Easy to make, he had seconds.
1 c red cargo rice
I didn't know that rice had fat in it, but I am finding that some fat helps a lot with higher-fiber foods. One serving is a 1/4 c (dry, uncooked,) so I had a total of 4 servings times 2 g fiber = 8 g fiber total for the rice for the meal, and 4 x 1.5 g fat = 6 g fat for the rice for the meal.
To one pound hamburger, browned, 1/2 chopped onions, and 1/2 fresh jalepeno, chopped, I added one can of something new, curry gravy, a tomato-based Vietnamese canned sauce (think enchilada sauce but Vietnamese.)
Sauce 8 g fat/0 fiber.
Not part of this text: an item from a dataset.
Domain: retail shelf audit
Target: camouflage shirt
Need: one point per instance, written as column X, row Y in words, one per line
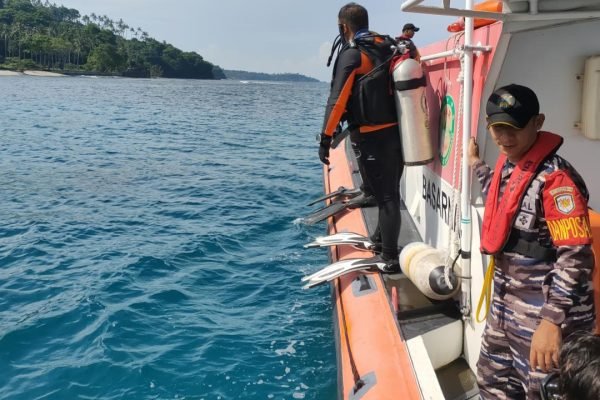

Hamburger has 200 cal/11 g fat and 0 fiber per 4 oz, so 800 cal/44 g fat/0 fiber for one pound. Fat could be less, I don't know. A half cup of onion has 32 cal/0 g fat/1.5 g fiber. A half a jalepeno has 2 cal/0 fat/.2 g fiber. (Info from phone app: MyFitnessPal.)
So totals for meal, which fed three persons: fiber 9.75 (round up to 10,) fat 58. Well....
Per person, fiber 3.5 g and fat 19.5. So the good was the rice and maybe by preparing the hamburger differently, less fat. Hamburger can be cooked then water added, brought again to a boil and drain the water to get rid of more of the fat. Little less flavor, but in this meal, the sauce is the flavor. My goal would be to double the onion, use 90% hamburger.
Actually, I just looked it up: these are the numbers for 90% cooked hamburger. And water-rinsed 70% brings the hamburger total up to 51.5 grams per pound. So my real totals are 4 g fiber / 22 g fat.
Well. Homemade, low-cost, easy to fix, quick preparation, ingredients on hand.
I friend of mine substitutes cooked lentils for cooked hamburger. I could try substituting some, not all. If it was already cooked and in the freezer, it wouldn't add to my cooking time. Adding quartered onions like the Chinese restaurants do to their sweet and sour chicken might be O.K.
Anyways, he liked the taste and there we go. This is hard.